Lance Cunningham wants to be an officer. He wants to lead troops, like his grandpa did. He wants to serve the U.S. in his mother's homeland.

By REID FORGRAVE
REGISTER STAFF WRITER
DesMoinesRegister.com

December 10, 2006

Lance Cunningham, muscle-bound and a shade over 6 feet tall, looks in the mirror in the foyer of his parents' home in West Des Moines.

The cadet smooths his crisp gray dress uniform, straightens his service cap and then heads for the front seat of a Toyota Highlander. An Air Force cadet is driving, and a Naval Academy midshipman is in the back.

The Valley High School graduates are headed to Dowling Catholic High School, one of five area schools they will visit to tell students about military academies.

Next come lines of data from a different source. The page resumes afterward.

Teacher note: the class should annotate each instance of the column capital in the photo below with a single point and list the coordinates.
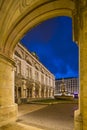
(7, 59)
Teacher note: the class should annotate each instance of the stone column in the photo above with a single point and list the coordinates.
(39, 91)
(33, 90)
(23, 89)
(8, 108)
(45, 92)
(81, 113)
(48, 93)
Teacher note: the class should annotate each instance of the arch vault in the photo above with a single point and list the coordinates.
(19, 16)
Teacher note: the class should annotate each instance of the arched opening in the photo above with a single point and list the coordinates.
(71, 90)
(27, 14)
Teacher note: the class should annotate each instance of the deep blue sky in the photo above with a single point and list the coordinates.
(52, 42)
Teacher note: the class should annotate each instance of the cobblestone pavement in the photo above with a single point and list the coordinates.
(48, 117)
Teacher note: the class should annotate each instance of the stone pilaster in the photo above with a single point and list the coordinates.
(45, 92)
(23, 89)
(39, 91)
(48, 93)
(33, 90)
(81, 113)
(8, 109)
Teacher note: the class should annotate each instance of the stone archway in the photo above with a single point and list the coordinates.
(17, 17)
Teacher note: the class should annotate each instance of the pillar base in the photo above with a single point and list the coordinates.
(78, 122)
(8, 114)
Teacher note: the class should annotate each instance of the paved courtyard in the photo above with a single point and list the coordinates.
(48, 117)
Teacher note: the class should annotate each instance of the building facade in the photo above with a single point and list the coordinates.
(71, 85)
(32, 79)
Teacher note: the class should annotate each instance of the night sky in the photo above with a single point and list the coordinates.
(53, 44)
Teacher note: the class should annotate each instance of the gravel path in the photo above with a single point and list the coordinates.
(49, 117)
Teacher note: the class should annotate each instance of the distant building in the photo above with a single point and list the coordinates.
(32, 79)
(71, 85)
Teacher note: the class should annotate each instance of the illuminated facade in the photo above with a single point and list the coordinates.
(32, 79)
(71, 85)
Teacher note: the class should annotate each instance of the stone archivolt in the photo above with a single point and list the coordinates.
(19, 16)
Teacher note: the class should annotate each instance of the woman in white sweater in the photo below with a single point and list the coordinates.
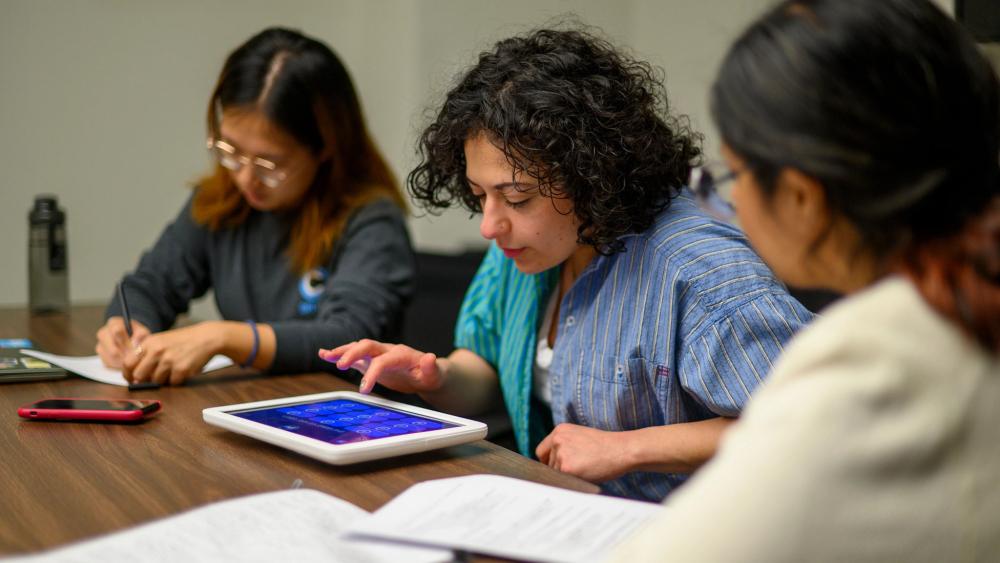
(862, 139)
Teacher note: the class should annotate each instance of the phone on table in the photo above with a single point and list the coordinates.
(114, 410)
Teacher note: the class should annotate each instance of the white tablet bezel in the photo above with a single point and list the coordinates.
(341, 454)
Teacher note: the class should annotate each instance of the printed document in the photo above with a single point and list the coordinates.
(507, 517)
(91, 367)
(291, 525)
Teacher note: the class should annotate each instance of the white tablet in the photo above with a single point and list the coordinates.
(345, 427)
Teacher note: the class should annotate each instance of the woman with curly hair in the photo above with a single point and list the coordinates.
(622, 326)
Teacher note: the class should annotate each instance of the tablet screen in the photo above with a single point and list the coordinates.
(342, 421)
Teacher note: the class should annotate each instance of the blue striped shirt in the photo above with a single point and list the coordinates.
(680, 327)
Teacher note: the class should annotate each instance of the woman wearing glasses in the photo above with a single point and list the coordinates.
(299, 230)
(864, 137)
(622, 327)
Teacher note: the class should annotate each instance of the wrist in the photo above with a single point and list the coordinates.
(632, 455)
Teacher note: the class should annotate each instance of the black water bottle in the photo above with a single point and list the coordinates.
(48, 268)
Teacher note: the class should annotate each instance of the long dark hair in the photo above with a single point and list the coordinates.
(892, 108)
(301, 86)
(588, 122)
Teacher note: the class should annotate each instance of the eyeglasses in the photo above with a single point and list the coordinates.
(706, 182)
(231, 159)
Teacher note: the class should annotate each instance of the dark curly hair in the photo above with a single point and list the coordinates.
(588, 122)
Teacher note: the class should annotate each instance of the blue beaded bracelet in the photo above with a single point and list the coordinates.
(256, 345)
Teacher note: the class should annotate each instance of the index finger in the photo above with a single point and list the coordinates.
(345, 356)
(544, 449)
(393, 359)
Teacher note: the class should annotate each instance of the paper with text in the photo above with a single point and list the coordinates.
(292, 525)
(507, 517)
(91, 367)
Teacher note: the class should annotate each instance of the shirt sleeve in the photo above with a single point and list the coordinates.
(726, 358)
(478, 328)
(372, 277)
(169, 276)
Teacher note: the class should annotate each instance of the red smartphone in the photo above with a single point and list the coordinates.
(120, 410)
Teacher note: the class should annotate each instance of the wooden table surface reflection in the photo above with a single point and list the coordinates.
(65, 481)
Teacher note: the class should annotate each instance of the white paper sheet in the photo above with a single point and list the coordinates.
(294, 525)
(91, 367)
(507, 517)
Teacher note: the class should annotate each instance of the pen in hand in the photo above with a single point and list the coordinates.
(127, 318)
(128, 330)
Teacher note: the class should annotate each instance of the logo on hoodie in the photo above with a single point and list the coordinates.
(311, 287)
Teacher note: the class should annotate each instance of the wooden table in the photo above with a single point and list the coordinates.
(65, 481)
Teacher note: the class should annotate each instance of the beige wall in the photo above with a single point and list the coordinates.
(102, 101)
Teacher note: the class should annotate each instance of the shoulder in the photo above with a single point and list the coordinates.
(381, 209)
(885, 328)
(708, 263)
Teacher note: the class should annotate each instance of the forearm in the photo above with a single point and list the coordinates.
(236, 341)
(674, 448)
(469, 385)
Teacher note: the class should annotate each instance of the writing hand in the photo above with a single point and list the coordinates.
(396, 366)
(113, 343)
(171, 357)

The story Cunningham can tell these high school students is impressive enough. He gave up a promising college soccer career when he felt the higher calling of joining the military. He aims to lead infantry troops on the front line after he graduates as a second lieutenant in 2009. He is studying the Arabic language to prepare for what he calls the inevitable: heading to war in the Middle East, probably Iraq.

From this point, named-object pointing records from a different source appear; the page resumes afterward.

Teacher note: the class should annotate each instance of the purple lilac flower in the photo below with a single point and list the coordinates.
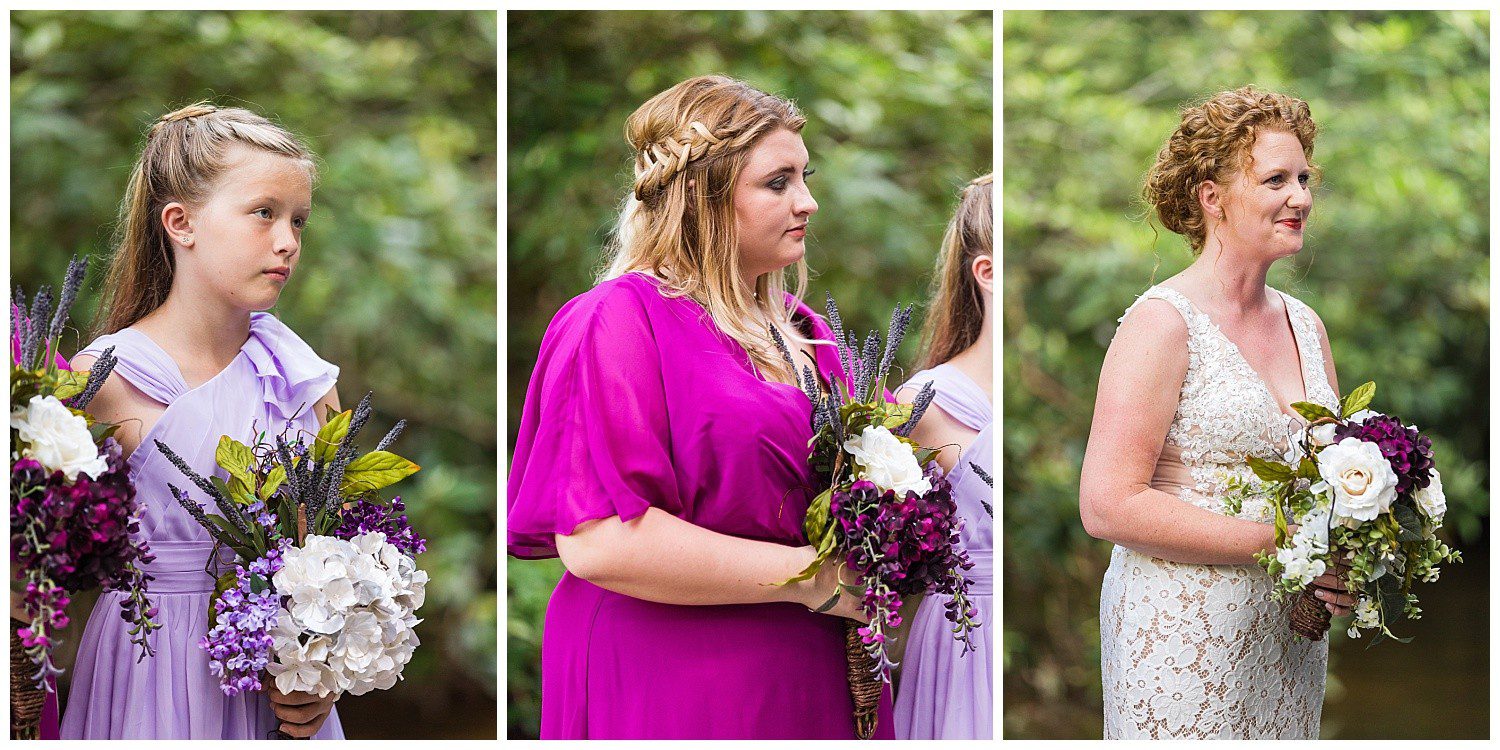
(75, 536)
(1409, 452)
(903, 546)
(366, 515)
(240, 642)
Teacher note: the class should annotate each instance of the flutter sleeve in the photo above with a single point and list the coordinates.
(594, 435)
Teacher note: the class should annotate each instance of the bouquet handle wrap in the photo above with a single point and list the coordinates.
(1308, 617)
(26, 696)
(864, 686)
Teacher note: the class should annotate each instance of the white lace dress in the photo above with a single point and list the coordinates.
(1203, 651)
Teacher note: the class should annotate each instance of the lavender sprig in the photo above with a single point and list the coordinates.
(900, 318)
(98, 374)
(227, 507)
(920, 404)
(390, 437)
(33, 341)
(71, 284)
(836, 323)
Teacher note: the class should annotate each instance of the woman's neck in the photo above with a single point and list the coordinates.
(1232, 282)
(198, 326)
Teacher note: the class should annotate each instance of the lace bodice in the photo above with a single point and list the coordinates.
(1226, 411)
(1203, 651)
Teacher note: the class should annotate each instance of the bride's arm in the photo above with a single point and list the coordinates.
(1139, 389)
(663, 558)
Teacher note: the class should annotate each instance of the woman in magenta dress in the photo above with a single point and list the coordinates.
(663, 449)
(945, 693)
(210, 233)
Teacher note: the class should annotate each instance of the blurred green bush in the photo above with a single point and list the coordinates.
(1395, 264)
(899, 108)
(399, 269)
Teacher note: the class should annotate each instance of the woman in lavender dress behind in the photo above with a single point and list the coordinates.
(210, 234)
(945, 693)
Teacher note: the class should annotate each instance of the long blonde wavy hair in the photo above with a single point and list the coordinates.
(956, 308)
(183, 156)
(701, 131)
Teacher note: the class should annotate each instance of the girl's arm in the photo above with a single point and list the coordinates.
(1139, 389)
(659, 557)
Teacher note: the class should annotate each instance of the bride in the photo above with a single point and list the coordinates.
(1200, 375)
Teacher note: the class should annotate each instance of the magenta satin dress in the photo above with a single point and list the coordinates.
(638, 401)
(275, 378)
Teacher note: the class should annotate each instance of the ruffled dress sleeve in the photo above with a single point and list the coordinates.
(594, 437)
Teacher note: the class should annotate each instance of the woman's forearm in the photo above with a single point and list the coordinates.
(663, 558)
(1160, 525)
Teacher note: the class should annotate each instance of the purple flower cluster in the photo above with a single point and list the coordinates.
(1409, 452)
(366, 515)
(900, 546)
(75, 536)
(240, 642)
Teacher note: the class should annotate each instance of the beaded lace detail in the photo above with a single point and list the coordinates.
(1203, 651)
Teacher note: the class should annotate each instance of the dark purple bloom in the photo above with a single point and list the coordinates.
(1409, 452)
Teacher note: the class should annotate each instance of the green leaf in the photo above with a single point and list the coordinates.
(816, 521)
(71, 384)
(1359, 398)
(1409, 521)
(1313, 411)
(330, 435)
(375, 470)
(1269, 470)
(237, 459)
(273, 480)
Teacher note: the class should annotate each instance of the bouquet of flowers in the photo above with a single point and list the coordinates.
(885, 509)
(324, 590)
(1365, 494)
(72, 507)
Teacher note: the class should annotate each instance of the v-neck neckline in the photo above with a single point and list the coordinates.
(1265, 386)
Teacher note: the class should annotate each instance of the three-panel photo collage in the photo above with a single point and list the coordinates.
(506, 375)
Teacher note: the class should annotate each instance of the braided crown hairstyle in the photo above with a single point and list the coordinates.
(182, 159)
(956, 309)
(701, 131)
(1212, 143)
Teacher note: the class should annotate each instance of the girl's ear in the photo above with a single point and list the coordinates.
(983, 270)
(177, 225)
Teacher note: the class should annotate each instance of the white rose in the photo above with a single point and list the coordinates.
(1361, 479)
(57, 438)
(885, 461)
(1431, 498)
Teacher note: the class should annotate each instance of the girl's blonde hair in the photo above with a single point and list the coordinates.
(701, 131)
(956, 311)
(183, 156)
(1212, 141)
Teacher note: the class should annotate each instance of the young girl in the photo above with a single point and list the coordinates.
(210, 233)
(944, 693)
(663, 449)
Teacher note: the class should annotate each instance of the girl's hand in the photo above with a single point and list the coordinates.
(816, 591)
(1329, 588)
(300, 714)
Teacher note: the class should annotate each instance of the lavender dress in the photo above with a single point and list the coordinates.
(638, 401)
(173, 696)
(944, 695)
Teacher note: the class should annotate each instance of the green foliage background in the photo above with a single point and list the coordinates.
(1395, 263)
(398, 278)
(899, 108)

But it's beyond the surface, in tracing Cunningham's bloodlines, when his story becomes more intriguing.

Each year, the United States Military Academy at West Point in upstate New York admits 1,300 of the nation's finest high school graduates. Only 800 will graduate from its grueling program.

Like Cunningham, whose paternal grandfather retired as a lieutenant colonel in the Marines after flying fighter jets in two tours in Vietnam, many cadets have relatives in the military.

But it's the other side of his family where Cunningham's bloodlines make him unique. His mother's grandfather - an Assyrian Iraqi - was a soldier in the Iraqi army when it was under British control in the 1930s. His mother, one of 14 children in a Christian Iraqi family, left for the United States just before Saddam Hussein began his rule.

As he goes from class to class at West Point, where statues of Washington and MacArthur and Eisenhower dot the 16,000 acres along the Hudson River, it's almost like Cunningham - competitive, focused, a born leader - was destined to walk this path.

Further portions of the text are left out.